Psychologists say that small, positive interactions with neighbors or even strangers – what they call “weak ties” – can add up to greater happiness and even slow mental decline in older people.
Small interactions
Laura Ferguson, executive director of the Campaign to End Loneliness, explains that her British nonprofit encourages people to seek out small interactions every day.
“I think the beauty of the way that we connect as human beings is that we can find really deep joy in a moment of connection – to nod to someone, to smile at someone, exchange a moment with someone, whether they know them or not,” Ferguson says.
Perhaps surprisingly, it turns out that lots of approaches can help people feel less lonely. That includes interventions that don’t significantly increase social interaction, such as meditation or cognitive behavioral therapy, where feelings of loneliness are deeply internalized.
But researcher Clare Gardiner says some of the biggest effects seem to happen when people are working together with their hands.
“Those sort of activities where you’re producing something tend to be more successful than more passive activities. So men’s sheds are a really nice example of that, where people come together, and they will work together and produce something physical as part of that activity,” Gardiner says.
At Thelma’s Kitchen, that’s making food.
“It brings me a lot of joy to see other people enjoy the food that I made,” says Sarah Tepikian, who runs the front of the house and does food preparation. “Because the same people are coming every day, you’re thinking, ‘Oh, Rudy’s gonna love this, what I’m making right now.’ You think about that.”
A year after opening, Thelma’s Kitchen now averages about 120 customers a day.
It’s a busy place, but just a small corner of a city that’s changing quickly due to its growing population and urban revitalization.
Father Justin Matthews says he’s excited about the possibilities of rebuilding communities in Kansas City, but he also worries that issues like gentrification and economic inequity could leave a lot of people out.
“We’ve got an opportunity here to do something earth shattering, but also something that is healing at a deep level,” Matthews says. “The question is, are we going to take that opportunity? Are we going to choose to be neighbors? Not just through proximity, but with great intentionality, choose to take care of one another as neighbors should do?”
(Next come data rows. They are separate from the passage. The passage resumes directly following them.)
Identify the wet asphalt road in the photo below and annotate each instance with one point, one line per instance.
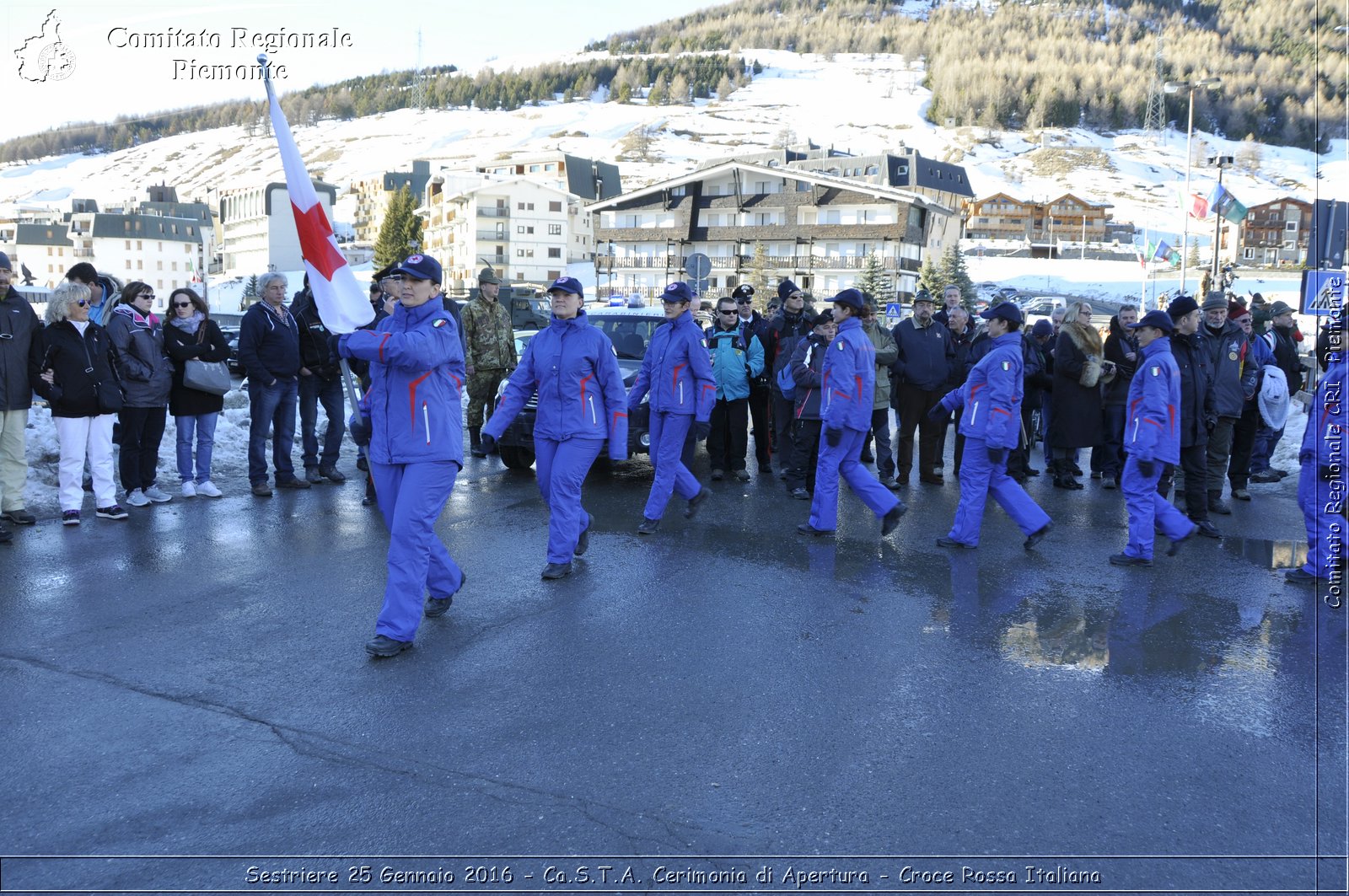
(192, 683)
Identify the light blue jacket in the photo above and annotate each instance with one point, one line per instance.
(572, 368)
(417, 378)
(992, 394)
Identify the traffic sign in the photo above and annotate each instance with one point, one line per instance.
(698, 266)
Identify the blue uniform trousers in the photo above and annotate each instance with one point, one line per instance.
(1147, 507)
(1325, 528)
(411, 496)
(562, 469)
(845, 460)
(980, 480)
(668, 431)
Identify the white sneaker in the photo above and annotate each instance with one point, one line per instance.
(157, 496)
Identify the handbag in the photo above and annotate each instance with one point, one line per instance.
(206, 375)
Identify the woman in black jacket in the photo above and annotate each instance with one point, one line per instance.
(78, 378)
(191, 334)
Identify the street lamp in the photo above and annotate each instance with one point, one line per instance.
(1177, 87)
(1221, 162)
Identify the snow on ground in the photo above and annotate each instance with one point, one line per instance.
(850, 101)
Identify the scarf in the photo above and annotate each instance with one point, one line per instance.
(188, 325)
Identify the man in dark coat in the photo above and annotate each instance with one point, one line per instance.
(1233, 379)
(1191, 358)
(921, 377)
(18, 328)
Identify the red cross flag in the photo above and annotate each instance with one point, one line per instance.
(341, 303)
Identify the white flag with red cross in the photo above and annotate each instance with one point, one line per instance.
(341, 300)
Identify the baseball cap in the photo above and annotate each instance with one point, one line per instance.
(1155, 319)
(567, 285)
(1007, 311)
(678, 292)
(420, 267)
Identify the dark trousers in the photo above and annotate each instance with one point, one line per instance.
(1194, 464)
(760, 401)
(1018, 459)
(1108, 459)
(314, 390)
(1243, 444)
(728, 436)
(806, 453)
(914, 405)
(784, 413)
(142, 429)
(881, 432)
In the town of Frome, community members made up their minds about just such questions six years ago, when they decided to work to build their community connections network.
Today in this small town many residents take part in several different clubs or classes every week, including the Men’s Shed. It’s where Tony Hopkins recently got help from other shed members to build a small boat named Glennis, in memory of his late partner and their adventures together.
Sitting alongside John Young and other shed members, Tony Hopkins says the shed gave him a new start in Frome.
“More or less, I come on a Thursday, and I’ve got 30 friends,” Hopkins says. “And I mean friends. John’s turned out to be me best friend that I could wish for.”
Health experts are hoping that recreating similar community-building in other places could be transformational, not just among isolated neighbors and towns, but across entire countries.
Editor's note: This is the last part of “Loneliness Is Killing You,” a five-part series on the health effects of loneliness and social isolation. KCUR reporter Alex Smith traveled to the United Kingdom to see how that nation is addressing the problem and what lessons the United States can learn from it. This reporting was made possible in part by a fellowship sponsored by the Association of Health Care Journalists and supported by The Commonwealth Fund.